The Zahareña or Sideritis angustifolia is a very popular perennial plant also called Rabo de gato, and Terral herb or Almorrana herb, known throughout the world for its great medicinal qualities.

Rabo de gato comes from the atypical way in which its flowers are arranged to show elongated inflorescences. It grows, at most, about 30 centimeters (cms) tall.

It has a woody appearance, with a whitish general appearance, it grows in mountainous regions of limestone rocks, with a great predominance of sunlight.

It has a singular characteristic that distinguishes it: straight stems from which branches with thin leaves protrude, from which small flowers of an intense yellow color hang vertically. She is native to southern Europe and came to Spain to stay.

There are 150 varieties and it is called Zahareña because it prevails in sunny areas with rocky soils. It is important to clarify that the genus Sideritis runs from the Mediterranean slope to the African region and part of Asia, extending from the Canary Islands to the Caucasus.

It has healing, antibiotic and disinfectant properties. For this reason, its essential oils were widely used in ancient Greece to heal wounds from iron weapons received by soldiers in war. In fact, Sideritis means «he who is and has iron».

It is also used to eliminate digestive problems, ulcers are healed with frequent doses of the plant, as well as intestinal spasms. In natural medicine, with its essential oils a plasma is prepared to heal skin wounds, clean the respiratory tract, relieve cough and nasal congestion.

Its flowers are collected to prepare infusions with healing properties.

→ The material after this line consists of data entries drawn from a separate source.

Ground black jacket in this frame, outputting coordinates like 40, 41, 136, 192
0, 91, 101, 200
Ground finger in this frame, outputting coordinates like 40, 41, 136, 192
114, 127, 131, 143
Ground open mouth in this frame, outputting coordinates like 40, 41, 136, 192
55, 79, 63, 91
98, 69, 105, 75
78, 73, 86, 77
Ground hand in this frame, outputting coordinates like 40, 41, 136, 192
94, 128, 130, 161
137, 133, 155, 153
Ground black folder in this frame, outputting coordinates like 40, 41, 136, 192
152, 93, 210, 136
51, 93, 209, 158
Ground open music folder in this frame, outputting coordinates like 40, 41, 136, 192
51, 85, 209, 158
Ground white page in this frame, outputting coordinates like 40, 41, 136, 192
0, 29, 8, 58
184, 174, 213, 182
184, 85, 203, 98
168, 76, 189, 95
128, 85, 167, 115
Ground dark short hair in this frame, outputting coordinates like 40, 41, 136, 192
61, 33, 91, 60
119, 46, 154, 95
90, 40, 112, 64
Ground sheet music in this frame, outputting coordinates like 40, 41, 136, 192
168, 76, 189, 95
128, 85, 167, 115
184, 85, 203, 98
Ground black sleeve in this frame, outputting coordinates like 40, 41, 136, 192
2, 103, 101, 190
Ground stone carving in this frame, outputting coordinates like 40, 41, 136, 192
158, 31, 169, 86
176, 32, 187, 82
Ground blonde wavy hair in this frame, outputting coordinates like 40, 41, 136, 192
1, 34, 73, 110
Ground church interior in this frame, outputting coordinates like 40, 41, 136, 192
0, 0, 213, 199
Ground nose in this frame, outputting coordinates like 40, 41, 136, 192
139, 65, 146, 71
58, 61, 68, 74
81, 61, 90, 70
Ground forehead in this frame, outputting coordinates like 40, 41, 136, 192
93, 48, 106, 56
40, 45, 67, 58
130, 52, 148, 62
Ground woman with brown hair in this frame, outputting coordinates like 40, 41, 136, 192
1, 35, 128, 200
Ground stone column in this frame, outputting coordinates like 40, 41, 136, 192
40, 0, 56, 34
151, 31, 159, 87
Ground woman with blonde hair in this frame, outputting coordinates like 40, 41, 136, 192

Harvesting is done in the same period as cultivation, between spring and summer.

Where should we plant it?

It thrives in wild, mountainous regions with stony, limestone soils, high in calcium content. It is a rustic plant, which grows without many demands, to the point that it can be kept in flower boxes and terraces.

Does not thrive in cold, winter frost locations. But in our garden it does grow, provided that the environmental conditions of good humidity and natural light are met.

And inside the house it must always be in a very bright environment. There are varieties that adapt to hanging planters, lavishing a beautiful visual spectacle.

When should Zahareña be cultivated?

This bush must be cultivated in spring, but it is very resistant and it is transplanted and reproduced by cuttings, there is no problem doing it at any time of the year.

How do we prepare the land?

They need to live in well-drained, nutrient-rich substrate soils. It is not very demanding, because in reality this wild bushy plant is rustic, all-terrain.

Its botanical fame comes from its great effective medicinal qualities. In addition to having the advantage that it thrives in almost any terrain of the Mediterranean strip.

How to plant a zahareña step by step?

The cultivation and multiplication of this plant does not require major problems. Let’s see how to make it from cuttings.

  1. Select stems of about 10 cm and cut all the inflorescences and leaves with garden scissors. The cutting should be practically bare.
  2. Take a previously prepared pot with a well-draining, nutrient-rich substrate (holes at the bottom of the pot) and plant about 2-3 cuttings in the moist, never soggy soil.
  3. Move the pot to a semi-shaded spot and water sparingly daily.
  4. 15 days later you will see how the buds have reacted favorably, so it is time to take them to direct morning sun.
  5. A good fertilizer is convenient after about 20 days of growth. Repeat the same procedure every 3 weeks. If it is a liquid fertilizer of organic origin, better.

What care do you need?

The care of this generous plant, although not so complicated, requires certain rules that must be met. Let’s see:


Outdoors is their ideal state, they are able to live quietly in bright sunshine and semi-shade as well. On terraces, porches, gardens and in well-lit places inside the house we can have it in pots.


It must be regular, but always ensuring that the soil remains moist, not soaked.


Fertilize every 3 weeks, preferably with an organic fertilizer in liquid form. Worm humus is very effective.


The flowering period begins in spring, in mid-May, and lasts until the beginning of the summer season, when a very striking intense yellow corolla appears.

Water the plant moderately every day, to avoid root rot.

What pests and diseases attack the Zahareña?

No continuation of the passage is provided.